Warum der Kapitalismus überleben wird
Pfad der Freiheit
Erich Weede

Jeder Taxifahrer in Prag oder Warschau verstünde den Wert der wirtschaftlichen Freiheit, aber nur wenige Intellektuelle im Westen – so lautete ein Bonmot während des Kalten Krieges. Nicht nur die öffentliche Meinung, sondern auch das Handeln der Bundesregierung wird leider von solchen Intellektuellen bestimmt.

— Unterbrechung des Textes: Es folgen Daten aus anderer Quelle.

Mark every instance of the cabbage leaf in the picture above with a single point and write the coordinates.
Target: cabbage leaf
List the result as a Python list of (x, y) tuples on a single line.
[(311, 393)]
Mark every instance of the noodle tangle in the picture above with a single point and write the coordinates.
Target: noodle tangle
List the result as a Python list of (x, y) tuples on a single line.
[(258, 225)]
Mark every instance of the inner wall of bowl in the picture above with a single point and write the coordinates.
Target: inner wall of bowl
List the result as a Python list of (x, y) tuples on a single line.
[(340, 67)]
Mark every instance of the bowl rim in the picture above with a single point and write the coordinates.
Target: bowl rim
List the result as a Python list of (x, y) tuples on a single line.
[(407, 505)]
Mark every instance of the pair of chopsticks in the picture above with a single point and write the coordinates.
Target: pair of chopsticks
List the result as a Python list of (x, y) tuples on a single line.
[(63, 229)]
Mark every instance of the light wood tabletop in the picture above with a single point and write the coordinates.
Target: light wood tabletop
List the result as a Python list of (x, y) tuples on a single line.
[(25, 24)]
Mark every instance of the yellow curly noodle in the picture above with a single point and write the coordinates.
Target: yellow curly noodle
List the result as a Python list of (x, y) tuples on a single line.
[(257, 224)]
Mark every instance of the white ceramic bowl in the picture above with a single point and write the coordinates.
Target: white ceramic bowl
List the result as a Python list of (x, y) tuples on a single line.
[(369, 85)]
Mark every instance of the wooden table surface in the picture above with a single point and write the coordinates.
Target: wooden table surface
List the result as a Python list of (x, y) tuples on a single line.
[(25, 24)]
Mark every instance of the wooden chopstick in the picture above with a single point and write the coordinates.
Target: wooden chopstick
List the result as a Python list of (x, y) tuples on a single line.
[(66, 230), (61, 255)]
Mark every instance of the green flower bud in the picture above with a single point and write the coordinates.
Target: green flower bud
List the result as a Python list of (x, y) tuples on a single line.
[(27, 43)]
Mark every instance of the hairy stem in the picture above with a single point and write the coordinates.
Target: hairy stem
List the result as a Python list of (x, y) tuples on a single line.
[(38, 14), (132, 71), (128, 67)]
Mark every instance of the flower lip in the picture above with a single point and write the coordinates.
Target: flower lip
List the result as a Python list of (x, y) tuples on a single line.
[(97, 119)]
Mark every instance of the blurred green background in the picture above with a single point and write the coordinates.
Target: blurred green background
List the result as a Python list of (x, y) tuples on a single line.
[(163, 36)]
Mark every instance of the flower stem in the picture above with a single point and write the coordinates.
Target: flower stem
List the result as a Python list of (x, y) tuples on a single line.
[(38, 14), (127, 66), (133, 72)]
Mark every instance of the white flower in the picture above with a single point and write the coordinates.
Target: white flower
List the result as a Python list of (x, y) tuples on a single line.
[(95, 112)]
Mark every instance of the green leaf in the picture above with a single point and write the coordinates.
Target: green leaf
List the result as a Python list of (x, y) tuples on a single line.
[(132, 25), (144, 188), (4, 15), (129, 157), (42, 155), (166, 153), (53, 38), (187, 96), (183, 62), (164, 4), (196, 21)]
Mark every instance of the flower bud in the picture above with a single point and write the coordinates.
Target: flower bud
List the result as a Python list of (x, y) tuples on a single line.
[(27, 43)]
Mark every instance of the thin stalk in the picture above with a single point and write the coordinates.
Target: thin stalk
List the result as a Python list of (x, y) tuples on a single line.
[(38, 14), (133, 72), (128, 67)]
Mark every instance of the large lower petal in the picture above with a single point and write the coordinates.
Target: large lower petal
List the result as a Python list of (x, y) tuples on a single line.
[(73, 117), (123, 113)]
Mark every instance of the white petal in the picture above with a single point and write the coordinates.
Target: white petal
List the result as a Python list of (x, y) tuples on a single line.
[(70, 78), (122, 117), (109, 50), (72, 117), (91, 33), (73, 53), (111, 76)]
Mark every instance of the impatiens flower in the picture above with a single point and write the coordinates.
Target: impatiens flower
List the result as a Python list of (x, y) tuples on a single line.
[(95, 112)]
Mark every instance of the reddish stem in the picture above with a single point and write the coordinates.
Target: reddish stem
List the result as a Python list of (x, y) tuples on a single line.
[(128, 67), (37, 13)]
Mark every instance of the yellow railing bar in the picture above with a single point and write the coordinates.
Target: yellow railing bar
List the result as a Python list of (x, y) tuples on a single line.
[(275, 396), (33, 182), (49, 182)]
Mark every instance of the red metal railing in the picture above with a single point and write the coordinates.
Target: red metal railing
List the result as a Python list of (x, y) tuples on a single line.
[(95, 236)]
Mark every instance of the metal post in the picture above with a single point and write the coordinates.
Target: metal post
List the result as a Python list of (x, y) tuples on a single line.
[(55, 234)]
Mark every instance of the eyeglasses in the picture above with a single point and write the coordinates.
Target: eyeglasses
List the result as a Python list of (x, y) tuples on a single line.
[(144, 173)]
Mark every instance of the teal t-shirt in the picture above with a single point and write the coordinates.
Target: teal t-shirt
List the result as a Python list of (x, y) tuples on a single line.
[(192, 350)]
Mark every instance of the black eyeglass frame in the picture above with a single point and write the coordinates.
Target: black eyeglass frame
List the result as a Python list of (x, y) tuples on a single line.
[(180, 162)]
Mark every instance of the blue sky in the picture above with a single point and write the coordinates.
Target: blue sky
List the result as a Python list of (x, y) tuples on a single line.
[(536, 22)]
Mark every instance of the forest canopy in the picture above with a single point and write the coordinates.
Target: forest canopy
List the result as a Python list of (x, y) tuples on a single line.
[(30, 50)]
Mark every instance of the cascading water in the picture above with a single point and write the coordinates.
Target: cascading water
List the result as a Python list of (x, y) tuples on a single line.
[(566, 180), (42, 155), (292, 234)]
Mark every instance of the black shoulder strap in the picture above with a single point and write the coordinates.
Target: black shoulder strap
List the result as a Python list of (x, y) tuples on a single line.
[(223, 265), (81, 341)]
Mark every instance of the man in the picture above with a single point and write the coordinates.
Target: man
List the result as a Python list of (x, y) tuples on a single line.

Trotz aller Haftungsbeschränkungen gibt es vor allem im Mittelstand immer noch Unternehmer, die persönlich die Folgen von Fehlentscheidungen – nämlich beachtliche Vermögensverluste – selbst tragen. Politiker sind dagegen fein raus. Weder Angela Merkel noch ihre Minister haften für die gesamtwirtschaftlichen Schäden, die Diskriminierungsverbote oder eine schrittweise Einführung von Mindestlöhnen und die damit verbundene Beeinträchtigung der Vertragsfreiheit anrichten; für eine Klimapolitik unter Vernachlässigung der Wettbewerbsfähigkeit der deutschen Industrie; für den zügigen Ausbau der Euro-Zone zur Schuldenhaftungsgemeinschaft oder deren Folgen für die künftigen Steuerlasten in unserem Land.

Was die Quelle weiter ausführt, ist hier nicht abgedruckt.